XII: Personal Accounts

A Schoolboy

A Hiroshima ninth-grade boy wrote of his experience on August 6th: "The street car running from Hiroshima Station was crowded that morning. Although the motorman said, 'Please take the next car,' passengers forced their way on board. Threading past the newly ordered firebreaks, the tram had just come to Hachobori when there was a flash like that of the trolley against the trolley-wire. The passengers packed together inside were instantly changed to statues. Frantically, I pushed my way through the suddenly blackened crowd, and like charred fence posts, they toppled over behind me, one after another.

"I found myself in front of Fukuya Department Store. A dead soldier lay pillowed on his dead horse. A man burned black still grasped his bicycle with clenched hands. Another knelt, rigid, his face to the pavement. Fires were threatening from all directions. I was hurrying toward Hakushima-cho when a woman covered with blood ran toward me crying, "Somebody help ! My child, my child!" From beneath a fallen house came a childish cry, "Mother, Mother, it hurts, it hurts !" Unable to do anything herself, she pleaded with three wounded soldiers to help but turned their eyes away. Then a military policeman arrived. Throwing an order at me 'Do not leave the city; stay and act as a guard,' he joined the fleeing refugees and escaped. "That is no joke ! Can I die for nothing ?" When I looked around, the broken timbers pinning the child were afire.

Bereaved Parents

The following account comes from a book, "Floating Lanterns," published by the Association of A-Bomb Bereaved Parents of the Municipal Girls' High School.

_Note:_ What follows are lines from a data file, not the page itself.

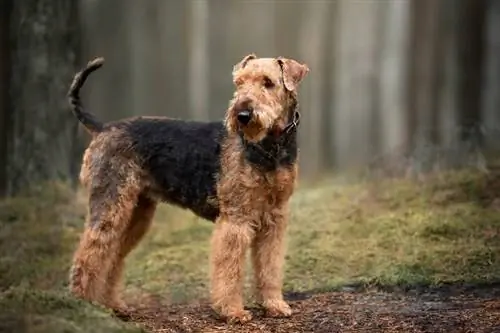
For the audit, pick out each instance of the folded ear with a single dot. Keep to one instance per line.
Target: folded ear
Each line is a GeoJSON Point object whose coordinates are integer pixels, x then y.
{"type": "Point", "coordinates": [243, 62]}
{"type": "Point", "coordinates": [293, 72]}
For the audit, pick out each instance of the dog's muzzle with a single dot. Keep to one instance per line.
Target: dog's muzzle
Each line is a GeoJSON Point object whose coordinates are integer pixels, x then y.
{"type": "Point", "coordinates": [244, 116]}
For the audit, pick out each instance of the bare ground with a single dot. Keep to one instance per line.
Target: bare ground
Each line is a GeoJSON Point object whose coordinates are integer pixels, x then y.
{"type": "Point", "coordinates": [452, 308]}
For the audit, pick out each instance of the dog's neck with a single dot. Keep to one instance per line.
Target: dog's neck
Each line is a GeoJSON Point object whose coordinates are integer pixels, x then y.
{"type": "Point", "coordinates": [275, 150]}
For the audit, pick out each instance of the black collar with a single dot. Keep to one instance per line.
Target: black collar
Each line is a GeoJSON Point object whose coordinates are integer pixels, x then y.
{"type": "Point", "coordinates": [274, 151]}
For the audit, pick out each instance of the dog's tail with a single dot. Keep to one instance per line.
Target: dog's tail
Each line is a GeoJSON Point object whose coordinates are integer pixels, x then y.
{"type": "Point", "coordinates": [87, 119]}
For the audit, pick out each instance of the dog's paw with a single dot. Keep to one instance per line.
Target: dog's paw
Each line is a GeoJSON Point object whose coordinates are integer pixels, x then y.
{"type": "Point", "coordinates": [232, 316]}
{"type": "Point", "coordinates": [277, 308]}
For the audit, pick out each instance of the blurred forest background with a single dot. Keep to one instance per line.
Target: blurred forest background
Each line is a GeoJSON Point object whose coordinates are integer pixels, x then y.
{"type": "Point", "coordinates": [403, 85]}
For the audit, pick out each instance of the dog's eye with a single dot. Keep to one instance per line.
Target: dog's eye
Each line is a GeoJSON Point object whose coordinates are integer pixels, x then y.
{"type": "Point", "coordinates": [268, 83]}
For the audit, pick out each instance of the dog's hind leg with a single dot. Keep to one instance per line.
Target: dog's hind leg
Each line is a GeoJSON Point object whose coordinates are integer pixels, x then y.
{"type": "Point", "coordinates": [112, 201]}
{"type": "Point", "coordinates": [139, 224]}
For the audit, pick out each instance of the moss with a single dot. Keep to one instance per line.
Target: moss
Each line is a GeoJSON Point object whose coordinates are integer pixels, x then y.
{"type": "Point", "coordinates": [444, 229]}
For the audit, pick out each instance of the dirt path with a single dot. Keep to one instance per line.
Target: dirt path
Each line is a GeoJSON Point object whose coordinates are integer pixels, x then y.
{"type": "Point", "coordinates": [453, 309]}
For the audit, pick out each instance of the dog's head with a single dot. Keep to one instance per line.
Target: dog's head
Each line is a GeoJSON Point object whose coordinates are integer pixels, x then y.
{"type": "Point", "coordinates": [265, 90]}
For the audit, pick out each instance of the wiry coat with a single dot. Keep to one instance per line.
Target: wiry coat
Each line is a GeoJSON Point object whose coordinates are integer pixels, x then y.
{"type": "Point", "coordinates": [239, 176]}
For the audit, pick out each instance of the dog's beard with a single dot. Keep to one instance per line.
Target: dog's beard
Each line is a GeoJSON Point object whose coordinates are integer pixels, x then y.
{"type": "Point", "coordinates": [255, 130]}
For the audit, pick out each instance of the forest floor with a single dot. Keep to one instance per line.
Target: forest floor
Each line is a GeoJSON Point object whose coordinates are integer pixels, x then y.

"About 6:30 I finally found my child. Shiroko was sitting on a stone beside the river, her hair burned and face swollen. Even though her name was written on her work pants, without thinking I asked, 'You are Shiroko, aren't you ?'

"At midnight she was treated at Eba Elementary 101. In delirium she cried out, 'I want a drink,' and again. 'Give me a mat to lie on.' Then her fever subsided, never to rise again. She died at one o'clock with her classmate beside her. Nearby a boy of seven or eight, crying, 'Mother, where's my mother ?" drew his last breath, alone and lonely.

"What I remember most vividly is the scene by the river. Shiroko's schoolmates had escaped there and now lay dead, piled one upon another, one heap after another. The wounded ones lay motionless, suffering silently. Probably they were thinking, "This is what war is.' I shall never forget them."

A Father

Tamaji Kimura writes: "Aichan was alive. We finally learned that she had been taken to Ujina Akatsuki Depot My wife who was ill at the time, got out of bed and gathered up a cotton kimono and hat, and saying, "She likes hardtack,' some rationed hardtack and a can of food. These she put in a first-aid bag. Anxious to find Aiko, we hurried to Ujina. There was a notice posted outside a house, 'Aiko Kimura, 14, student, severely injured.' Inside, the soldiers at first just looked at us, but finally one said only, 'Too late.'

"Ah, too late! Aiko had been sent to Kanawa Island. There, six bodies lay in a row, covered with straw matting. At the far end a slender white foot protruded. Without hesitation, I drew close and it was indeed the Aiko we had been seeking so many days. "Aiko, how you must have suffered,' said her mother, laying her cheek against the child's. Then we folded the hardtack into Aiko's hand. How happy we should have been if only she could have eaten it.

"The next day, my wife and I took the road home, looking back again and again. Almost high noon, the sun was very bright, but what loneliness! In my breast pocket nestled an envelope inscribed, Hair of Aiko Kimura, died 2:40 A.M., August 12th., My wife, leaning heavily on her bamboo cane, walked silently beside me."